Комнату покрывал толстый слой пыли. Картины висели на стенах криво, открывая глазу темные невыцветшие квадраты стены. Эмма проследила глазами вереницу крошек на ковре, которая привела к креслу и недоеденному лимонному кексу в магазинной коробке. Слабо мерцал электрокамин, но в комнате было холодно, и синюшные руки мистера де Кадене дрожали.
Он направился в другой конец комнаты. Эмма заметила пятна на кофте, как будто его обстреливали едой. Вспомнила Конни с братом и их детскую забаву – заставить отца угадать, что на нем надето. Шел отец Конни с трудом. Опустив глаза, она поняла почему: туфли не на ту ногу. Надо обязательно позвонить в соцслужбу.
– Если хотите, могу отвезти какие-нибудь сумки в благотворительный магазин, – предложила Эмма. – И давайте-ка уберу эти тарелки и чашки на кухню.
Старик удивленно замер.
– Большое спасибо!
Она собрала разбросанные чашки, на дне которых засохла плесень. Соскребла остатки лимонного кекса и нашла среди книг еще пару тарелок.
– Замечательные у вас картины!
Он остановился и оглядел комнату, как будто только сию секунду их заметил.
– Да, мы всегда любили искусство. Я – меньше, но я рад, когда другие ему радуются…

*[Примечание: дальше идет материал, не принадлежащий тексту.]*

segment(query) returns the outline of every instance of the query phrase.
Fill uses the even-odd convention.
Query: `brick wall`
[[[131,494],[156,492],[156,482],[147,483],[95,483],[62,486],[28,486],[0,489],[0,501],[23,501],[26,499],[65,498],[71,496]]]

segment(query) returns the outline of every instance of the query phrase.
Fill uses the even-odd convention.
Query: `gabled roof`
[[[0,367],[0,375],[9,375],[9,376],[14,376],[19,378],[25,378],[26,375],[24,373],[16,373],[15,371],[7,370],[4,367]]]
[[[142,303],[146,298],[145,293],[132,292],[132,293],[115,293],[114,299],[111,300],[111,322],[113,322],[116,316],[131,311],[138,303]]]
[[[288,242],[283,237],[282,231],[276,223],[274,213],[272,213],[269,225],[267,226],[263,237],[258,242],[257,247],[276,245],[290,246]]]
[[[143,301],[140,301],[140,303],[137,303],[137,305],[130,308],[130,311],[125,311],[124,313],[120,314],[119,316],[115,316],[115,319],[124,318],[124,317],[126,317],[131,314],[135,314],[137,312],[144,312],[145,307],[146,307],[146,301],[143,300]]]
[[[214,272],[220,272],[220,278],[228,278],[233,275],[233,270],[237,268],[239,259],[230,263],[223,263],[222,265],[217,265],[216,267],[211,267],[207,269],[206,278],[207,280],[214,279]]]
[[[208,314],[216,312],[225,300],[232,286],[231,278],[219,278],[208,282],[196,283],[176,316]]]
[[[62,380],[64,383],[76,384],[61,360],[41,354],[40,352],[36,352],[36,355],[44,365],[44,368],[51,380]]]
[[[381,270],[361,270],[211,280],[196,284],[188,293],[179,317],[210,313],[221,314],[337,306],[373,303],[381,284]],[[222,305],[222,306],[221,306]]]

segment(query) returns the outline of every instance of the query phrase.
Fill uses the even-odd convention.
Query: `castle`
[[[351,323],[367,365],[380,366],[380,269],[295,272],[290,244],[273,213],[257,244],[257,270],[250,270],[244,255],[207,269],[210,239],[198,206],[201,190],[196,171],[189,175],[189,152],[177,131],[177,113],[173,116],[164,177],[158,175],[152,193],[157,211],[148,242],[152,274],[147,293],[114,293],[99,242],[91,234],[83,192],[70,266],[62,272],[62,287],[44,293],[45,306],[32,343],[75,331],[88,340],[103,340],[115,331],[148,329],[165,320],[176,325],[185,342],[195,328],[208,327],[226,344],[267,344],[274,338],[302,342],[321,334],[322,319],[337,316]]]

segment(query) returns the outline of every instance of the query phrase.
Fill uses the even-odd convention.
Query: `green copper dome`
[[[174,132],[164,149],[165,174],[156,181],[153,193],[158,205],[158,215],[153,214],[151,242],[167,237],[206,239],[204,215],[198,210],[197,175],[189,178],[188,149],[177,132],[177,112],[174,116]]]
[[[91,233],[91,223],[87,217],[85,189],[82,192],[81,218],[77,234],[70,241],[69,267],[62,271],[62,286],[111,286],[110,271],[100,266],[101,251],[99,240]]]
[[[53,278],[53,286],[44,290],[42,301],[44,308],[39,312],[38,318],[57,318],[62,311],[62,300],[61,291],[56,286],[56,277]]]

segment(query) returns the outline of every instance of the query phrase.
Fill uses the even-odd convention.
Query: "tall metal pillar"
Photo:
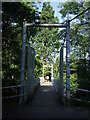
[[[63,84],[63,47],[60,49],[60,80],[59,80],[59,97],[63,105],[65,105],[64,98],[64,84]]]
[[[23,83],[24,83],[24,66],[25,66],[25,47],[26,47],[26,25],[23,22],[23,40],[22,40],[22,56],[21,56],[21,76],[20,76],[20,100],[19,104],[23,102]]]
[[[52,80],[53,80],[53,64],[52,64]]]
[[[63,47],[60,50],[60,81],[63,84]]]
[[[43,82],[44,82],[44,63],[43,63]]]
[[[70,25],[67,20],[66,28],[66,98],[67,105],[70,106]]]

Эмма отнесла посуду на кухню, в которой царил такой же беспорядок. Поставила самые грязные в раковину – отмокать, а остальное убрала в посудомойку, которая уже была наполовину заполнена тарелками с присохшими объедками. Включила. На обратном пути ее внимание привлекла фотография на буфете: все семейство в шарфах и шапках где-то на обдуваемом ветрами британском побережье. Точно рекламный плакат страховой компании, банка или еще какой-нибудь конторы, которая, играя на стремлении к счастью, вытягивает из тебя денежки: все смеялись, улыбались и смотрели на Энни, которая высоко подкинула ногу, улыбаясь беззубым ртом, рыжие волосы взметнулись на ветру. Сердце в груди Эммы заколотилось сильнее. Они были бы одного возраста… Безнадежная непоправимость утраты кольнула с той же силой, как много лет назад.